My husband, who has semantic dementia, has started to swear on a regular basis. He has always been a mild mannered man, and never used to use bad language. Is there any reason for this change?

There is no ‘scientific’ explanation for this, but interestingly, it is a common phenomenon in other neurological disorders, for example in patients who have had a stroke. In semantic dementia, there are a number of possible explanations:

  • A loss of understanding of the significance of the words
  • Social disinhibition
  • Reduced vocabulary – using the first word that comes to mind

My husband complains that he is tired all of the time, and would stay in bed all day if he could. Is this normal?
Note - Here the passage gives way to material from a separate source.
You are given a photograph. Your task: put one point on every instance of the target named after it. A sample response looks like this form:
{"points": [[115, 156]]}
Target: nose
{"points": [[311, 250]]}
This is quite common in these types of dementias. It is likely that reports of ‘tiredness’ actually reflect apathy and lack of motivation. Unfortunately, this is something that is rather difficult to overcome. A loss of interest in familiar hobbies is a common feature, and relatives often find that suggesting activities that were previously enjoyable is unsuccessful. Carers use different methods to try and motivate, depending on the wants and needs of the individual. For example: * Visiting relatives – sometimes interaction with others (e.g. grandchildren) can help * Being involved in different activities. When people come to the clinic to be tested, they often engage in neuropsychological testing without question. Relatives can be surprised by this, as it is a stark contrast to what their behaviour is like at home. If possible, try to become involved in some simple, novel activities outside of the home – there may be a difference in motivation in different environments.